The case holding that an accident of explosion of liquefied petroleum gas generated from some facilities, such as a neglected gas tank, etc., is not an insurance accident of the above gas accident liability insurance, on the ground that the term "gas accident" as stipulated in the terms and conditions of the gas accident liability insurance contract under Article 43 of the former Urban Gas Business Act (amended by Act No. 5823 of Feb. 8, 1999) refers to only the accident caused by explosion, fire, leakage, etc. of urban gas supplied by the urban gas business operator, while performing the pipeline construction of urban gas, as the gas pipe installed by the former resident at the level of customer service, and the removal of gas gas gas through the former resident's use was not properly removed.

[Reference Provisions]

Articles 2 and 43 of the former Urban Gas Business Act (amended by Act No. 5823 of Feb. 8, 1999); Article 105 of the Civil Act

Plaintiff-Appellant

Twin Fire Marine Insurance Co., Ltd. (Attorneys Han Han-soo et al., Counsel for the plaintiff-appellant)

Defendant-Appellee

Green Fire Marine Insurance Co., Ltd. (Attorneys Park Sung-won et al., Counsel for the plaintiff-appellant)

Judgment of the lower court

Seoul High Court Decision 2005Na6619 delivered on October 11, 2005

Text

The appeal is dismissed. The costs of appeal are assessed against the plaintiff.

Reasons

Article 3(1) of the Agreement on Insurance of Gas Accident Compensation Insurance concluded between Seoul Urban Gas Co., Ltd. (hereinafter “Seoul Urban Gas Co., Ltd.”) and the Defendant defines the insurance contingency as “gas accident that occurred in the course or in the course of performing the business of gas handling at the place of business listed in the insurance policy,” and the above insurance clause is commonly used for the gas liability insurance for which subscription is enforced for each type of gas under Article 43 of the Urban Gas Business Act, Article 25 of the High-Pressure Gas Safety Control Act, and Article 33 of the Safety and Business Management of Liquefied Petroleum Gas Act.
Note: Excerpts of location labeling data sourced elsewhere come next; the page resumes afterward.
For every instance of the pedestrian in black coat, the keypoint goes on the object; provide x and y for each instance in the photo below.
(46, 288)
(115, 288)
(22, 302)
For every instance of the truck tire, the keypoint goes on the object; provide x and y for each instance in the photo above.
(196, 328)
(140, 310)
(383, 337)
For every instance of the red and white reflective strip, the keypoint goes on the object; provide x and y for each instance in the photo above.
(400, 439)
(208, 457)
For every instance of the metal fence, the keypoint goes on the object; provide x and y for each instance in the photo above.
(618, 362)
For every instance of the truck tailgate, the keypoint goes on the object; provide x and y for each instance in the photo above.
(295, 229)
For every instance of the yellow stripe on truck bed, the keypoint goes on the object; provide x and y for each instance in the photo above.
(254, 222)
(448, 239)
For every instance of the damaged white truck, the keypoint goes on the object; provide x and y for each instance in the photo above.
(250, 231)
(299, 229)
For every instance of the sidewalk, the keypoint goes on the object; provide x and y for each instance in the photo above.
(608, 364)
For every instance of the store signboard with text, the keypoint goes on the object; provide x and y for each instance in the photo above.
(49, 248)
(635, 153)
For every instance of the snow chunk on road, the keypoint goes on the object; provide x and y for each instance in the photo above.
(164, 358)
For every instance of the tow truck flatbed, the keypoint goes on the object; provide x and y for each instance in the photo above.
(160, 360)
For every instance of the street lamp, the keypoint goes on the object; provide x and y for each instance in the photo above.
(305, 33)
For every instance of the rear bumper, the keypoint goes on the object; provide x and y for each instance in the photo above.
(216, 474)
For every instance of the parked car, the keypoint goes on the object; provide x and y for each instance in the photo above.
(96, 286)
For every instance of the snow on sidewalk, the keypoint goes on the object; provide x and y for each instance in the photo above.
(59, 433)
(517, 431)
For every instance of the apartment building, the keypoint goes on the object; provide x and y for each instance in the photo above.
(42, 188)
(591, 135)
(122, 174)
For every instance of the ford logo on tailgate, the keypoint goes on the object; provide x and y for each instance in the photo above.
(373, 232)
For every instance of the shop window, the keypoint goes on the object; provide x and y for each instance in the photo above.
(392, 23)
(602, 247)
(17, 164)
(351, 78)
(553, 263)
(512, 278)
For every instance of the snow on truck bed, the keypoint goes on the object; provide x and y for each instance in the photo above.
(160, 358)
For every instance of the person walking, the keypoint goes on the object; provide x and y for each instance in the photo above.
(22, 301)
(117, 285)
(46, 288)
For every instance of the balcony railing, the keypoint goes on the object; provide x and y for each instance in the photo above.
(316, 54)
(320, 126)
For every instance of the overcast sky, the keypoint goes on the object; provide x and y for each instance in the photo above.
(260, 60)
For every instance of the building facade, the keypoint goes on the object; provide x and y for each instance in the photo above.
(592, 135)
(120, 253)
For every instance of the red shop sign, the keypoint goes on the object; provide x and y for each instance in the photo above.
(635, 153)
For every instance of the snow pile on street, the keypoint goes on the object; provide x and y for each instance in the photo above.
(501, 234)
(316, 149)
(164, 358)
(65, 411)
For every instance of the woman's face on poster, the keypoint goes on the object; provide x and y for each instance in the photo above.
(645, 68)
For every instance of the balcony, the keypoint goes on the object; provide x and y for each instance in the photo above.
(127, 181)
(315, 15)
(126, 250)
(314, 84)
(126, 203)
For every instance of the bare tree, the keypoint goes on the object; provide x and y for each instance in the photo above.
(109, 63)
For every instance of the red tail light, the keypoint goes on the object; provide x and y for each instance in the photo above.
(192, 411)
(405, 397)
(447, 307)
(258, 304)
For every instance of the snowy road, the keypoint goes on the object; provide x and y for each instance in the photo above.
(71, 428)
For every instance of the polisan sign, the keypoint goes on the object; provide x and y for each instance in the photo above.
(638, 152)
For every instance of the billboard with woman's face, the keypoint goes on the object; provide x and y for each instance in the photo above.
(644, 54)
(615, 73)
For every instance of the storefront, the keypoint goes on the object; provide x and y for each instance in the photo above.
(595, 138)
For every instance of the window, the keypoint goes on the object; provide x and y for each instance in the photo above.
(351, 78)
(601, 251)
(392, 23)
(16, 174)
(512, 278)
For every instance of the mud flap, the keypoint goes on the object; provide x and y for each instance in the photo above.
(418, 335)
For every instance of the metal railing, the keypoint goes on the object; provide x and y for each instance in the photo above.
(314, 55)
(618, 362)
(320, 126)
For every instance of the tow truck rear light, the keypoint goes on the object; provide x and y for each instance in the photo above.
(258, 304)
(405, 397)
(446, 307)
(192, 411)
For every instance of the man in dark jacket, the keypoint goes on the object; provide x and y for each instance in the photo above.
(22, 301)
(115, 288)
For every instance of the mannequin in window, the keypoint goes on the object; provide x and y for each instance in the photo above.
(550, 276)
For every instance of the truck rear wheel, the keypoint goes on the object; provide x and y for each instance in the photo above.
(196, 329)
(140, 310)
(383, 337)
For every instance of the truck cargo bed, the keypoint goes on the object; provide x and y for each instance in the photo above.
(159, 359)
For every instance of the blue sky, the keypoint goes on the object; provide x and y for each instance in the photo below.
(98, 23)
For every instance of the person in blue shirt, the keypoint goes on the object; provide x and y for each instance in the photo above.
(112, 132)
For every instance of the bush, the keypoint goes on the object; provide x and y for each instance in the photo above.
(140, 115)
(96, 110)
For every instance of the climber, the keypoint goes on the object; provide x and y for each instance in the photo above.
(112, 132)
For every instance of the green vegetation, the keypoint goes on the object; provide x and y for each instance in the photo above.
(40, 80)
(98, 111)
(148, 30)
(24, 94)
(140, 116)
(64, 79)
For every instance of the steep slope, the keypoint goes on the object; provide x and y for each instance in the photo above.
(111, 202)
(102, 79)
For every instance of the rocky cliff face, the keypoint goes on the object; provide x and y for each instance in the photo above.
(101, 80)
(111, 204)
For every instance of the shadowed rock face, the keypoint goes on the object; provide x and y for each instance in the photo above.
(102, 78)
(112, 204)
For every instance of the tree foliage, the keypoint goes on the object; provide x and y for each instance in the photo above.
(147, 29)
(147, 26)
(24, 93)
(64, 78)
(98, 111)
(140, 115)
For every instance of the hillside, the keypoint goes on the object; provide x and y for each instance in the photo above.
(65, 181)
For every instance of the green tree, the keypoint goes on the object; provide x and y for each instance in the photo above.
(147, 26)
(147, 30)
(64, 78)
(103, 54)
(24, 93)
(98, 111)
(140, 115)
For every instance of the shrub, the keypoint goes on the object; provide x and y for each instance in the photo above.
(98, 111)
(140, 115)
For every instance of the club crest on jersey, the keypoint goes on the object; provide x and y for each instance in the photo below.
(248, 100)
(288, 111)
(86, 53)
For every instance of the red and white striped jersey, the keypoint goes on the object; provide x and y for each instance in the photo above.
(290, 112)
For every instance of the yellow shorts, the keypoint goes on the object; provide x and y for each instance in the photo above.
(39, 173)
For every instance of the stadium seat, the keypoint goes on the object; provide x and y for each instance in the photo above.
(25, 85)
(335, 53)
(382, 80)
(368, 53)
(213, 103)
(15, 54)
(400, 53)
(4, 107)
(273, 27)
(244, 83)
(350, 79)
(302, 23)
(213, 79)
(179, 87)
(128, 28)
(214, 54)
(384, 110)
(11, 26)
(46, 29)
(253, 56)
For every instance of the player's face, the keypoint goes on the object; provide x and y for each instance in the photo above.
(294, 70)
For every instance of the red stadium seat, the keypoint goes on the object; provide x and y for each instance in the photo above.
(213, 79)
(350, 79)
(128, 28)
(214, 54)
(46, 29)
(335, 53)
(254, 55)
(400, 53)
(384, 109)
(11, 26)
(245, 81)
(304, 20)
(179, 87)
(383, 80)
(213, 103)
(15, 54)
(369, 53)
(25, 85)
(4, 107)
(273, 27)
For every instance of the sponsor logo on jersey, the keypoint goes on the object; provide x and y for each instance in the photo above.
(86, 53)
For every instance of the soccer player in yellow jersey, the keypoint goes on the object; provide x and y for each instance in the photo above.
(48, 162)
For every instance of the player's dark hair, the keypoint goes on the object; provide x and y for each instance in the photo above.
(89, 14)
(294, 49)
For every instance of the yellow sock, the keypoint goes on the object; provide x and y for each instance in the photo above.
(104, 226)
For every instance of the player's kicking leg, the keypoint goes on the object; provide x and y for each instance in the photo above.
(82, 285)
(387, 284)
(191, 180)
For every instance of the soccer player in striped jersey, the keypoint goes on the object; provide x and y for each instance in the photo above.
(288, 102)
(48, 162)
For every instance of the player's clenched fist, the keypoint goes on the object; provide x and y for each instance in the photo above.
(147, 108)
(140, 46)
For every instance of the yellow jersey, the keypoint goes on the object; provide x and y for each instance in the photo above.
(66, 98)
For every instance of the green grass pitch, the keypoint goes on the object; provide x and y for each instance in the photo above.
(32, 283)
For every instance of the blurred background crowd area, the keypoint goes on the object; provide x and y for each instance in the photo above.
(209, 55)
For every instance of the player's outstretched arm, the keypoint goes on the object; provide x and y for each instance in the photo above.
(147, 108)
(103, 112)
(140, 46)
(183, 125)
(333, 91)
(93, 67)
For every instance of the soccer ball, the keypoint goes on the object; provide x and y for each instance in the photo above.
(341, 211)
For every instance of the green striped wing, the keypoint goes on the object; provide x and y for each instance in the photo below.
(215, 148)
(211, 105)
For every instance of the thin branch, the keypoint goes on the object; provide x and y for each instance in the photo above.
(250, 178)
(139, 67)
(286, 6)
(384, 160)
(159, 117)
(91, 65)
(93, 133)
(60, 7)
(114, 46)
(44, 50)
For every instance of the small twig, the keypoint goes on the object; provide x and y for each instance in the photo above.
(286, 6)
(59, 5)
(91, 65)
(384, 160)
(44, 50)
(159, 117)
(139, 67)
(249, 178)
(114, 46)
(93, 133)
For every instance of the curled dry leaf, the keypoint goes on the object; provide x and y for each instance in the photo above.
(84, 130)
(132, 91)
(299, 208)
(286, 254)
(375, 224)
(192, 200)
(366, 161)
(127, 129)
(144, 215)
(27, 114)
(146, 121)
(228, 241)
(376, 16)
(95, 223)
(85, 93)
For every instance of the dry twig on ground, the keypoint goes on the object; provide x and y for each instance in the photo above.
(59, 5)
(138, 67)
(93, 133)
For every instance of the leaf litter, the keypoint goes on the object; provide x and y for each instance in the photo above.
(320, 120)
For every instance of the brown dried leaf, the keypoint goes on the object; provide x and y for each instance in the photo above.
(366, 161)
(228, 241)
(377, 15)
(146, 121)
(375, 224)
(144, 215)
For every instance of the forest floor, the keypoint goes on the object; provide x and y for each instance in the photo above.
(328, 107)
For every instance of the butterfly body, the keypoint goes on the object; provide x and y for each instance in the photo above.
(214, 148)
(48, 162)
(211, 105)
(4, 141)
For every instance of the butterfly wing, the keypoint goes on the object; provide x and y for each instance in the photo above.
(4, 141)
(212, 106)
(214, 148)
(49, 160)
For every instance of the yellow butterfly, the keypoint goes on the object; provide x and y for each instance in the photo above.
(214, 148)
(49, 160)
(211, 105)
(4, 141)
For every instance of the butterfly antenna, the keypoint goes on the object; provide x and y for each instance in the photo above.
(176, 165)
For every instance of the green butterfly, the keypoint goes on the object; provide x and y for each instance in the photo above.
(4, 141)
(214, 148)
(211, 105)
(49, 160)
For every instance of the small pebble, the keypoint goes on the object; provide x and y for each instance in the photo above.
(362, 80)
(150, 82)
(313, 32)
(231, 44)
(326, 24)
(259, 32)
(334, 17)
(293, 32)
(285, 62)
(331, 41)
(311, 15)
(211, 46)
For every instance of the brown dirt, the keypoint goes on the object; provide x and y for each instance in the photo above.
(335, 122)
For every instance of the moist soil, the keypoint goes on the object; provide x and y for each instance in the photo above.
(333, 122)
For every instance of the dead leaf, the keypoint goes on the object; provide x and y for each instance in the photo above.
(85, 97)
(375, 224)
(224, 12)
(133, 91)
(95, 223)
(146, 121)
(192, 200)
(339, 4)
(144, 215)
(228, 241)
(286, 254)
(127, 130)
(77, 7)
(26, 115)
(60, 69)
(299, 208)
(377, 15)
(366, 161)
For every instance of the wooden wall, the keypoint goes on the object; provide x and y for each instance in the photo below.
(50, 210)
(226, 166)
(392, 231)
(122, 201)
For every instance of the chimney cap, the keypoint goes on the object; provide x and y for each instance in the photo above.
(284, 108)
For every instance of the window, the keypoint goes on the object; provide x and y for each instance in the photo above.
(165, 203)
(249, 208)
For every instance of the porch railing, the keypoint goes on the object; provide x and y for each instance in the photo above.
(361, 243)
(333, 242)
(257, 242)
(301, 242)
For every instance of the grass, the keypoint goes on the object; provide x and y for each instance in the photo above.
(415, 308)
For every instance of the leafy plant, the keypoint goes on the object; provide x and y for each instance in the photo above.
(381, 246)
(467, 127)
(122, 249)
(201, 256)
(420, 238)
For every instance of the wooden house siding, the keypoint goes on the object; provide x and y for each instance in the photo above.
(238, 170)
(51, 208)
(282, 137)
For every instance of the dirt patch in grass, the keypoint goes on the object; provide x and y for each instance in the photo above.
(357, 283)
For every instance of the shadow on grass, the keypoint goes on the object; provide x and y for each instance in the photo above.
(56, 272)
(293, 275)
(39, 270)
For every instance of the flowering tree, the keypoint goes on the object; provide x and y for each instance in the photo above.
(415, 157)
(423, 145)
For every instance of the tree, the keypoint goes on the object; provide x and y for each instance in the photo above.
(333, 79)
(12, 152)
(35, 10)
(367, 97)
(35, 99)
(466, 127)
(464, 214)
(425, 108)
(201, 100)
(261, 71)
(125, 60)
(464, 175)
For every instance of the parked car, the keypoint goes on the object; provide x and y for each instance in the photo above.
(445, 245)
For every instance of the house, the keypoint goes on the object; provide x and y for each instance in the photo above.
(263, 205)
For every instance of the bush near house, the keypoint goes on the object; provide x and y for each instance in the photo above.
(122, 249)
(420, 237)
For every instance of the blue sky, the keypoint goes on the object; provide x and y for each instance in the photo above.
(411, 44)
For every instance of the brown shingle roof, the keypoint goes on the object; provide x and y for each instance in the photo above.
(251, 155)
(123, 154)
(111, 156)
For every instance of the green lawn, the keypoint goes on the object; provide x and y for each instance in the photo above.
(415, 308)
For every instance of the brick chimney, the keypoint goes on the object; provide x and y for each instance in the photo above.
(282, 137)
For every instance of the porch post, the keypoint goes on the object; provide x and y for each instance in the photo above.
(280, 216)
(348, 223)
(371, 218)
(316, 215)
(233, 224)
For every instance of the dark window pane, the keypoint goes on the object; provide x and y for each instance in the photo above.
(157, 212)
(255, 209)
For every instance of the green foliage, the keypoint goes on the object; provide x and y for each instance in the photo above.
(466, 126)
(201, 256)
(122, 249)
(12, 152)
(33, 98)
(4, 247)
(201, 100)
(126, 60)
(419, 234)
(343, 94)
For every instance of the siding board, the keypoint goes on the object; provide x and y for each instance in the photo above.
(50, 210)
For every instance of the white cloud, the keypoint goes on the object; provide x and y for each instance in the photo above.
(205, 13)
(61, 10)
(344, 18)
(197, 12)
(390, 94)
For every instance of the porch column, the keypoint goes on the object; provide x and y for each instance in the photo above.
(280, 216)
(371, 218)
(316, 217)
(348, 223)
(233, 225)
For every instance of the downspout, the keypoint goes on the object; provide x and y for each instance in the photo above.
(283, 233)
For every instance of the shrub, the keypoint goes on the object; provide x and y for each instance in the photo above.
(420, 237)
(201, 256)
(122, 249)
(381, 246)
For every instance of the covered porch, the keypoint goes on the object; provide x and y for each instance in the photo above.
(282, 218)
Therefore, the definition of the insurance accident under Article 3(1) of the above Insurance Clause is just to specify it as an insurance policy without directly specifying the type of gas and instead stating the type of gas at the place of business and the type of gas in the insurance policy. In light of the fact that the insurance subscription form submitted by Seoul Urban Gas Co., Ltd. to the Defendant and the fact that the gas accident purchased by Seoul Urban Gas Liability Insurance Co., Ltd. (hereinafter “Seoul Urban Gas Accident Compensation Insurance Co., Ltd.”).

After finding the facts as stated in its holding, the court below determined that an accident of explosion, namely, the gas explosion, the violation of the principle of interpretation of the terms and conditions and the misapprehension of the legal principles as to the interpretation of the former Urban Gas Business Act, as alleged in the grounds of appeal, is justified in light of the records and the above determination by the court below, and there were no errors in the misapprehension of the legal principles as to the interpretation of the terms and conditions and the interpretation of the former Urban Gas Business Act. Ultimately, the compensation liability for damages caused by such an accident is not attributable to the defendant by the plaintiff, who is an insurance company of Seoul Gas, in whole or in part, by removing gas throughout the previous residents' gas (LPG) at the level of customer service for the victim Nonparty 2.

Therefore, the appeal is dismissed, and the costs of appeal are assessed against the losing party. It is so decided as per Disposition.